Al presidente se le planteó un dilema ético: si sacaba a la luz el tema del crimen de su padre y lo investigaba, trastornaría la vejez de su madre (ambos presumíamos la veracidad del documento). Pero ¿podía silenciar el asunto?
Mientras lo meditaba, decidimos depositar la biografía en la caja fuerte de la Biblioteca. Mi mujer, a la que le conté la idiosincracia del volumen, me aseguró sin escrúpulos racionales que teníamos en manos un libro escrito por un ángel. Se reseñaban antecedentes al respecto en cierta enciclopedia de la Juventud que había hojeado de niña. Por esos días, se dio a conocer a la prensa la lista del resto de los incunables aparecidos en la Biblioteca. Hubo desenlaces judiciales, demandas ante estrados, visitas de eruditos de universidades lejanas, ofertas y codicias.
Veinticuatro horas después, el libro biográfico sobre el médico envenenado se constató desaparecido. Esa mañana, De Vedia nos convocó para darnos a conocer su decisión y se abrió la caja fuerte. Ya no se encontraba el extraño ejemplar en idioma angelical. Los tres nos sospechamos mutuamente; uno de nosotros se apoderó de esos inquietantes papeles. De Vedia, para proteger a su madre.
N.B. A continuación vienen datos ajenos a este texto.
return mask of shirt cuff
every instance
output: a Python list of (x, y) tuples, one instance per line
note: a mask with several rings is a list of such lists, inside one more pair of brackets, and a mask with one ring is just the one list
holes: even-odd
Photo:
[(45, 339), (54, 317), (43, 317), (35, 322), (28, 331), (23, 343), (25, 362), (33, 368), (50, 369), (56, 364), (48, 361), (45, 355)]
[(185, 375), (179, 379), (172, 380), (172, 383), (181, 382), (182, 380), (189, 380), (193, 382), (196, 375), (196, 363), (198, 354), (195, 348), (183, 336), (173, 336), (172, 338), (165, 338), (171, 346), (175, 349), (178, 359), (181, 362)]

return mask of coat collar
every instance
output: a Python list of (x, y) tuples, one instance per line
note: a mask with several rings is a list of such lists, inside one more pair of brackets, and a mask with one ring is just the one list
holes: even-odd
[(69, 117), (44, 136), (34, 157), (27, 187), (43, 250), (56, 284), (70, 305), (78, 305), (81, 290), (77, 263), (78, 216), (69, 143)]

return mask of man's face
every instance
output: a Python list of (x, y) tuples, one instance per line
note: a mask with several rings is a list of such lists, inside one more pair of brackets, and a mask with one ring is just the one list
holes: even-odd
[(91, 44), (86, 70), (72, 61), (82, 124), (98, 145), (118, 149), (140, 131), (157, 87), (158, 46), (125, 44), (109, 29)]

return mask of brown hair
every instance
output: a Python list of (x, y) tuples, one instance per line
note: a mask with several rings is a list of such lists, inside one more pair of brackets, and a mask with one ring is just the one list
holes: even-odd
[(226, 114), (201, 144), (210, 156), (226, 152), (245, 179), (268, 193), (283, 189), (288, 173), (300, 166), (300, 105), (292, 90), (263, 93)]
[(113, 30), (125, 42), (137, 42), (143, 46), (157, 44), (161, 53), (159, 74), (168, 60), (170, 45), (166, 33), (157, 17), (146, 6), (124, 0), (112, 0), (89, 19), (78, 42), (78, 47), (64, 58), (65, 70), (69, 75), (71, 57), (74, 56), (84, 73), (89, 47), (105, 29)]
Hermes, por un descuido, lo olvidó en algún bar donde adquiere sus habituales borracheras. De mí se dice que mi enriquecimiento repentino se debe a su venta a un coleccionista adinerado. Cuando aduzco que recibí un giro de un pariente extranjero, cosecho risitas. Se recela de todo aquél que aduzca inocencia desde su condición de nuevo rico. Pero sí soy inocente aunque no pueda demostrarlo. ¿Me creen?